Individuals with pre-existing medical conditions are more vulnerable to Covid-19 and its variants. Patients in countries like India require early testing to diagnose crucial disorders to reduce the risk. Research at the Department of Computer Science and Engineering has come up with a system that automatically identifies and categorises diseases based on the patient’s medical test results. Assistant Professor Dr Ravi Kant Kumar published a paper Improving Performance of Classifiers for Diagnosis of Critical Diseases to Prevent COVID Risk as a co-author in the Q1 journal Computers and Electrical Engineering and has an impact factor of 4.152. With an accurate diagnosis, the required actions can be planned and executed to stop the patients from serious health issues as well as covid risk.
The risk of developing COVID-19 and its variants may be higher in those with pre-existing health conditions such as thyroid disease, hepatitis C virus (HCV), breast tissue disease, chronic dermatitis, and other severe infections. As a result, early and precise identification of these disorders is critical. A huge number of patients in nations like India require early and rapid testing as a preventative measure. Machine learning methods for automatically identifying and classifying diseases have been created, and they function effectively when the dataset is well specified and balanced at every class level, including “no disease”. The problem of imbalance arises from the skewed nature of data, in which a large number of cases belonging to one class (known as the majority class) are classified correct, while the other class (known as the minority class) has lesser instances; is unfortunately misclassified by many classifiers. When it comes to human life, this kind of misclassification is unacceptable. To solve the misclassification issue and improve accuracy in such datasets, we applied a variety of data balancing techniques to several machine learning algorithms. The outcomes are encouraging, with a considerable increase in accuracy. As an outcome of these proper diagnoses, we can make plans and take the required actions to stop patients from acquiring serious health issues or viral infections.

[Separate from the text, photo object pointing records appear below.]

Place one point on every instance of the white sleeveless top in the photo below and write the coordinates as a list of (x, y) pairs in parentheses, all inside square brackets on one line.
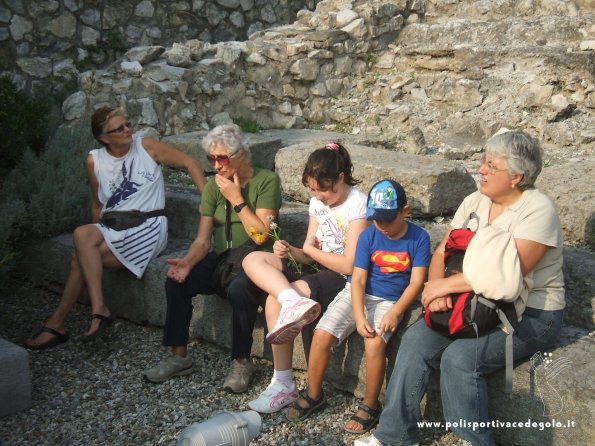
[(133, 182)]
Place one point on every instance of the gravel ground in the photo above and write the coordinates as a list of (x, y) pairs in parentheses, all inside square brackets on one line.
[(92, 394)]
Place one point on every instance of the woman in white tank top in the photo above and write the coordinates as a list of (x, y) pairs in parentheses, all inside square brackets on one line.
[(124, 175)]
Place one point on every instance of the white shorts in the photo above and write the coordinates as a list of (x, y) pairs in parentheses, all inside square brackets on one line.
[(338, 319)]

Explanation of the research
Lethal COVID-19 and its mutant forms may be more likely to arise in patients with pre-existing medical conditions such as thyroid illness, hepatitis C virus (HCV), breast tissue disease, chronic dermatitis, compromised immune systems, obesity, diabetes, heart disease, cancer, etc. For patients, an early and accurate diagnosis of these illnesses is crucial. Based on patient data, machine learning algorithms can assist in the early and quick detection of numerous diseases in a huge population like India. On the other side, machine learning algorithms perform poorly when a dataset has a class unbalanced problem. As a result, we used a variety of smote and its variants in this study to address the problems about the imbalanced class size. The experimental work showed that all six classifiers (DT, SVM, LDA, k-NN, GNB, and ANN) performed better overall on clinical datasets when class balancing strategies and classification techniques were combined. It recommends the use of the recommended classifications and class balancing technique with regard to specific data to identify the disease accurately and automatically
For this work, Dr Ravi Kant Kumar has collaborated with Mr Vinod Kumar, Koneru Lakshmaiah Education Foundation, Vaddeswaram,India, and Mr Gotam Singh Lalotra, University of Jammu, India. Their future research will investigate and design the most effective multi-class balancing method to address the multi-class imbalance problem in medical data.